"Indigenous Feminisms", ablenormativity, & women who escape

Indigenous Species is narrated by an abducted young woman taken on a riverboat. Amongst what we glean of her, we know she is indigenous to Indonesia, a vastly diverse country with hundreds of languages and cultures, but altogether being decimated environmentally. Anger, resistance, and mourning are voiced by the anonymous narrator, along with the urge to protect nature and cultures, and this is deeply intertwined with the power she is denied and trying to reclaim as a captive.
    Indigenous Species shows that feminisms are not equal--the lipstick in Iowa made of Indonesian rainforest, on one page, shows how femininity and women's empowerment in one part of the world often comes unthinkingly at great cost to women elsewhere, and how the global supply chain encourages this lack of awareness. As an art book, further, it shows that sighted feminisms in particular are privileged over non-sighted feminisms, as the absence of Braille is noted on every left-hand page, with the word “Braille” in that language. Indeed, calling one version of the book—the one without Braille—“the sighted version” was very intentional, as we sighted people so rarely recognise ourselves as such.
    I’d like to think the book also subtly questions what "indigenous feminisms" mean, focussing not on labels but on the affective experience of emotional response to environmental loss, and the ability for that emotion to contain within it any number of feminisms (always plural). What makes someone “indigenous”? In what contexts do we use the word—in Britain, is it used to exclude “migrant women” and refugees from the right to human dignity? Is it used to denote “native” in a way that’s derogatory? Is it all about how you feel about where you come from, and the different meanings of “coming from” a place?


    The journey of Indigenous Species’ narrator, on a river, parallels the existential crises we all face as humans living in the anthropocene, where the very survival of our planet and our species is under threat from climate change, and we are all on a river we didn’t sign up for, hoping for an ending that provides a landing place for future generations. Amidst all this, women, LGBTQI, religious minorities and other communities, especially from the Global South, are trying to emphasise that no one can say they are speaking on behalf of us as “voiceless”—we have always existed and always stated our claims. The issue is who gets a platform in the fight for gender parity as indelibly linked to environmental survival. The decimation of women’s lands and indigenous women’s knowledge matters, and it’s a crisis with many struggling to protect rainforests, coral reefs, and innumerable habitats for humanity’s sake.
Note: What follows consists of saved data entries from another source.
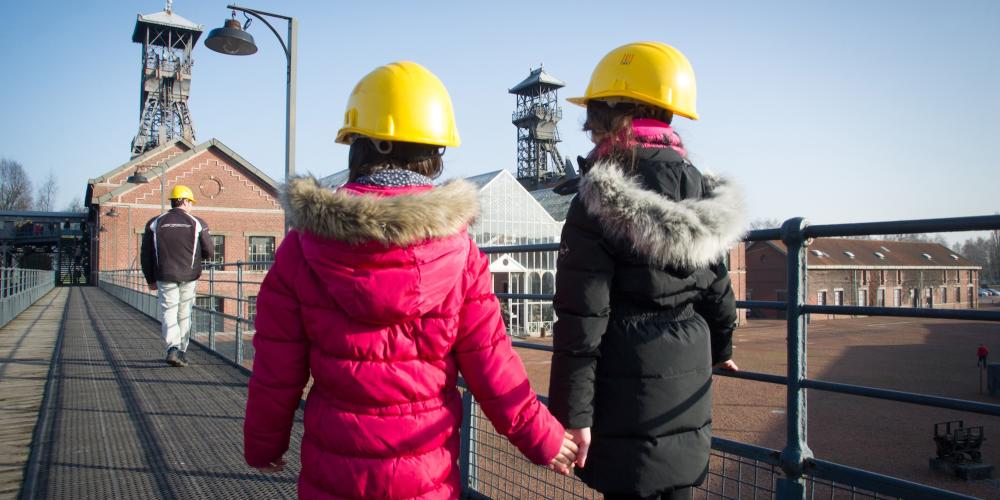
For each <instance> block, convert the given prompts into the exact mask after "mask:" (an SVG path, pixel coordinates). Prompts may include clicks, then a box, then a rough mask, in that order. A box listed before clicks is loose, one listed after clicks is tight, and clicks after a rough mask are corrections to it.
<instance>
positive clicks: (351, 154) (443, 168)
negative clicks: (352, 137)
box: [347, 137, 444, 182]
mask: <svg viewBox="0 0 1000 500" xmlns="http://www.w3.org/2000/svg"><path fill="white" fill-rule="evenodd" d="M383 151H385V152H383ZM443 154H444V148H443V147H441V146H432V145H429V144H417V143H413V142H390V141H382V140H379V139H370V138H368V137H357V138H356V139H355V140H354V142H352V143H351V151H350V153H349V155H348V160H347V163H348V181H350V182H353V181H356V180H358V179H359V178H361V177H364V176H366V175H371V174H373V173H375V172H378V171H379V170H388V169H403V170H409V171H411V172H416V173H418V174H420V175H423V176H425V177H429V178H431V179H435V178H437V177H438V176H439V175H441V171H442V170H444V161H443V160H442V159H441V155H443Z"/></svg>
When countless natural medicines from the rainforests are decimated, destroying the possibility of widespread cures for illness, it is humanity's crisis. When mines cause widespread mercury poisoning, affecting communities across riverine lands, it’s humanity’s crisis. When girls can’t go to school because of forest fire haze, that killed over 100,000 people in Indonesia alone last year, it is humanity’s crisis.
    In my writing and artwork, I tend to mess with the notion of endings. Once asked, ”Why do the women in your stories always have happy endings?”, I’ve wondered if isn't it more realistic to portray brutal ends, society as it is for women, society as it ends women’s narratives prematurely and often violently. For years, I’ve been grappling with this notion of “escape”, of feminist narratives where safety ends up uncertain, or taken away. We can’t escape what’s happening to our one and only planet. We need to build narratives and a sense of urgency, to recognise that we too are on a river, that there is a dire need to preserve indigenous knowledge systems and ecosystems, and that as with the heroine on a precarious boat, it is up to us to save ourselves.